Pre-school children already watch more than two-and-a-half hours of programmes a day on television, laptops, tablets and mobile devices.

Now there has been a surge in the number of young children with devices of their own as parents upgrade their tablets and hand old ones down.

The Correspondent was keen to discover if this pattern was repeated in Stalybridge so asked parents and grandparents collecting their children from Gorse Hall Primary.

Father-of-four Paul Tomlinson, 34, whose four children are aged between eight and 13, explained that all four have tablets.

“They have only had them recently. It is an expensive house and they only use them to play games,” he explained.

“When I was young we didn’t have such things and you can’t hold them back.”

Paul added only his eldest children have cheap £7 mobile phones so they can remain in contact when playing out.

Stephanie Normanton

Stephanie Normanton, 27, of Ridge Hill, says her eight-year-old son doesn’t have a tablet, but uses the one belonging to his parents.

“It is only for educational purposes using a maths or drawing app, and he only uses it now and again,” she explained.

“I think some children get them too young and it is the easy option to let them watch television rather than reading books. My son reads every day.”

Lisa Jeffers, 34, of Copley, says her son had a tablet for his eighth birthday and he uses it to Facetime friends.

“We know what he is doing and have rules as to what is allowed and what is not. I am strict.”

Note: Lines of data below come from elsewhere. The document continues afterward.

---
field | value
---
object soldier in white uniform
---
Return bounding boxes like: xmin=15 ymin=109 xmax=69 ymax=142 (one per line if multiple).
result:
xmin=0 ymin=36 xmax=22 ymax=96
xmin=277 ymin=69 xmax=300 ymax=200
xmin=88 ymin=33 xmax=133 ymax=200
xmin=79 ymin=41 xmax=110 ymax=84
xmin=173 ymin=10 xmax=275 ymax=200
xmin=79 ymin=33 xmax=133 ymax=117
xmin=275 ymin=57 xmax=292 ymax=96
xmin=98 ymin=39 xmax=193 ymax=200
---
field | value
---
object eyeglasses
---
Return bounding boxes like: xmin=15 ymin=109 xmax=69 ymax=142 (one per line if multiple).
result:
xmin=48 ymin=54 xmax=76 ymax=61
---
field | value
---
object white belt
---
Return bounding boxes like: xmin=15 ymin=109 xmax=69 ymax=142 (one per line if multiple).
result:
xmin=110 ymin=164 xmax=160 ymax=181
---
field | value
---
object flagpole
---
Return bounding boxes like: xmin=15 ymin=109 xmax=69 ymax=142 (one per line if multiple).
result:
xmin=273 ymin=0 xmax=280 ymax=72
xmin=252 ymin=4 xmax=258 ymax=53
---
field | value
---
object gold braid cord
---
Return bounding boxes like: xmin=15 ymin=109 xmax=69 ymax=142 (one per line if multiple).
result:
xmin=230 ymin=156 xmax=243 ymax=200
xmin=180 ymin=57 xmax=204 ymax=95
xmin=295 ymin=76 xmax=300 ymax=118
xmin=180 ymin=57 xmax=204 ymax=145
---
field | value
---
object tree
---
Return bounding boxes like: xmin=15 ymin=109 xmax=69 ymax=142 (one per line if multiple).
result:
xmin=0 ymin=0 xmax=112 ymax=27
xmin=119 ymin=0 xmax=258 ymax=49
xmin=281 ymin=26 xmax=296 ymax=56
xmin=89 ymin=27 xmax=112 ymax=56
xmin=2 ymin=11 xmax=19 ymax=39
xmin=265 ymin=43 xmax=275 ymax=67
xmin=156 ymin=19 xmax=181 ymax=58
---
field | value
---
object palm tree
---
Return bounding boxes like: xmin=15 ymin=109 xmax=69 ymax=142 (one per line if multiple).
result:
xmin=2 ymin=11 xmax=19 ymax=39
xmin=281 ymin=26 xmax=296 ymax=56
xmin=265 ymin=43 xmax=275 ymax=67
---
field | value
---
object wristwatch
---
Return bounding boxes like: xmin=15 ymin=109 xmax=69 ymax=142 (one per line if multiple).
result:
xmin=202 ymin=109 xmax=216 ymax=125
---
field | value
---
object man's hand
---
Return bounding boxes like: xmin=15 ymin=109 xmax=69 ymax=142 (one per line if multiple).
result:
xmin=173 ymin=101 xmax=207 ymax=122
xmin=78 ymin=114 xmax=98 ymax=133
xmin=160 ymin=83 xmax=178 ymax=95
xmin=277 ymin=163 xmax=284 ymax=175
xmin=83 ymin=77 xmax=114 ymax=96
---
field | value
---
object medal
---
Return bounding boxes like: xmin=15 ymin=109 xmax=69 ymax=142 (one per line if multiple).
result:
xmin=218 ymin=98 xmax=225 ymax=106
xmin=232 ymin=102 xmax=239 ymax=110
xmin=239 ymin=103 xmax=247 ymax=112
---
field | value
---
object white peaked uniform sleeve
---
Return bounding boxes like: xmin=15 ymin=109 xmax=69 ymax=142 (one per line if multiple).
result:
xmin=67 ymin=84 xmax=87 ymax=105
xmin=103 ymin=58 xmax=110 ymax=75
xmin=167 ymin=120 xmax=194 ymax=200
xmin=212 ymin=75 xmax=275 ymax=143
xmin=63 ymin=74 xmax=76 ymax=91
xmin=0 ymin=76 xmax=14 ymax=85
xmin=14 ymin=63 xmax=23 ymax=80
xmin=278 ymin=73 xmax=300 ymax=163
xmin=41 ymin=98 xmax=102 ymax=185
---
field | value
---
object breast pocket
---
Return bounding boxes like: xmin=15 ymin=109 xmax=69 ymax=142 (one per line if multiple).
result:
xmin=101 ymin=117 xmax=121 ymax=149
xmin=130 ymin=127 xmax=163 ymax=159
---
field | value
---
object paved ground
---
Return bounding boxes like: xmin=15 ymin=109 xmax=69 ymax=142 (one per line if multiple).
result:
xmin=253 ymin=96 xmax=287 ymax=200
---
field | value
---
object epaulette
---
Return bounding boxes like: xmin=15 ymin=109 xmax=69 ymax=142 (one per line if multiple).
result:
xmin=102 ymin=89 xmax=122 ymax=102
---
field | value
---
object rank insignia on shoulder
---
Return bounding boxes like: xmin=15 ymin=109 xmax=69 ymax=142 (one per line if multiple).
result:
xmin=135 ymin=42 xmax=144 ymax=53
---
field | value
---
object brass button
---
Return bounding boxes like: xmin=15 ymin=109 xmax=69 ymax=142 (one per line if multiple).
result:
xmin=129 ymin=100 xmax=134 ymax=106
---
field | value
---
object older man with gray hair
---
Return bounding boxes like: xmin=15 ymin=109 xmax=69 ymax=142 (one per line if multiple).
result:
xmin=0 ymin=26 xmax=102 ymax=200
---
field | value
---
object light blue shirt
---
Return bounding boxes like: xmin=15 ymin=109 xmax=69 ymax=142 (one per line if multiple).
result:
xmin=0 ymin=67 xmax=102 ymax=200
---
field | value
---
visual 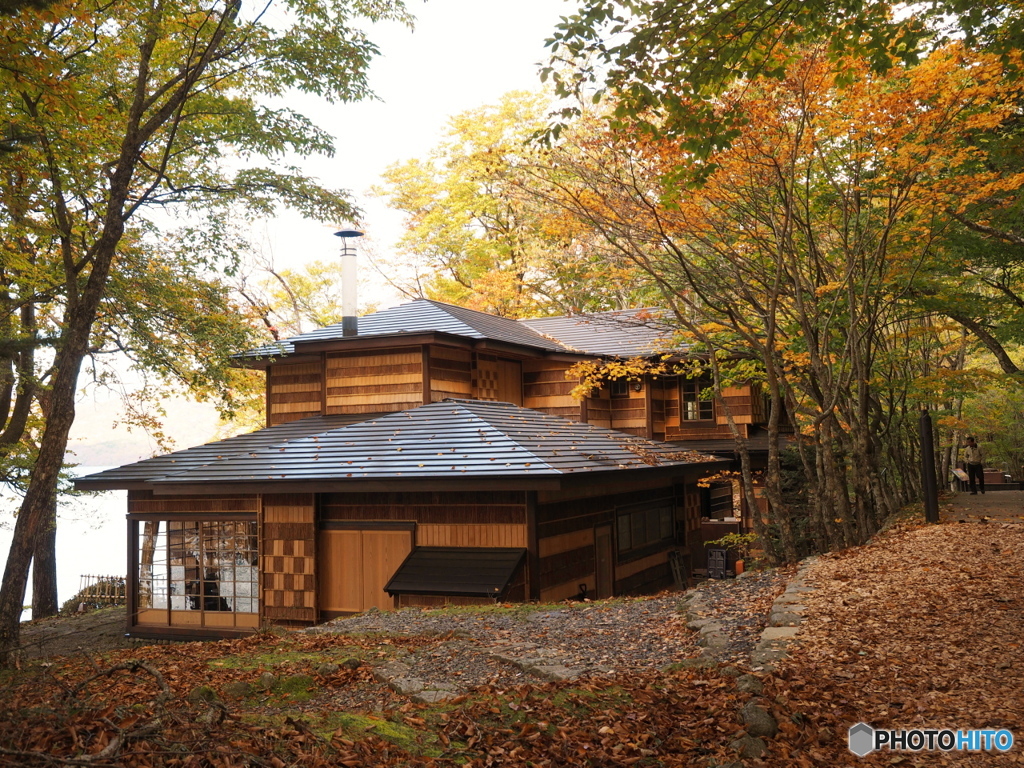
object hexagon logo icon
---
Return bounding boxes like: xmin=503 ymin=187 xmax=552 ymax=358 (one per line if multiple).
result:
xmin=847 ymin=723 xmax=874 ymax=758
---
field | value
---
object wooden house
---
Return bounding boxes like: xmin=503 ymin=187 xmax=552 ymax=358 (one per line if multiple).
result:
xmin=77 ymin=300 xmax=760 ymax=637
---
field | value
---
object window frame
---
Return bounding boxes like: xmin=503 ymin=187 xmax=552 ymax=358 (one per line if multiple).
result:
xmin=679 ymin=379 xmax=715 ymax=423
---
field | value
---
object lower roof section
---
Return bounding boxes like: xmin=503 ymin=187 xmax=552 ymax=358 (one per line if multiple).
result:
xmin=384 ymin=547 xmax=526 ymax=600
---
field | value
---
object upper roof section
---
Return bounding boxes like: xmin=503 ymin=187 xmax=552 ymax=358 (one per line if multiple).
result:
xmin=520 ymin=308 xmax=674 ymax=357
xmin=236 ymin=299 xmax=684 ymax=360
xmin=76 ymin=414 xmax=379 ymax=490
xmin=77 ymin=400 xmax=715 ymax=493
xmin=239 ymin=299 xmax=568 ymax=358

Lisa says her older boys only had mobile phones when they went to secondary school so she knew where they were.

Kath Jackson, 52, revealed her granddaughter had a tablet on her sixth birthday.

“She is only allowed to use it for one hour each day, but she was born in an age where everybody has this technology.”

Kath added her 16-year-old daughter is constantly attached to her phone.

Father-of-two David Rowbottom, whose sons are aged seven and 10, said his boys have had tablets since the age of five and six.

He said: “Times have moved on and you can’t hold kids back.

“I don’t see any problems as long as you restrict what they watch. They are not allowed on YouTube.

“Children shouldn’t be allowed mobiles until they are older, probably about 10.”

Jane Dickison, who says she is over 40,  gave her old tablet to her children.

“I see everything they watch and the apps downloaded are educational. They can use the apps better than me,” she said.

Charlie Laver, 40, says her children aged 11 and seven both have tablets.

She said: “They didn’t have them until they were seven years of age.

“We control strictly what they can do. It is a nightmare for parents.

“We have computer days – Monday, Wednesday and Friday and they are not allowed to use them in the bedroom.

“My daughter had a mobile when she was 11 and went to high school, but they are not allowed to use social media.”

And Danielle Davies, 34, says her seven and 10-year-olds were aged five when they had tablets.

“The apps they use are for learning purposes and we have parental controls,” she explained.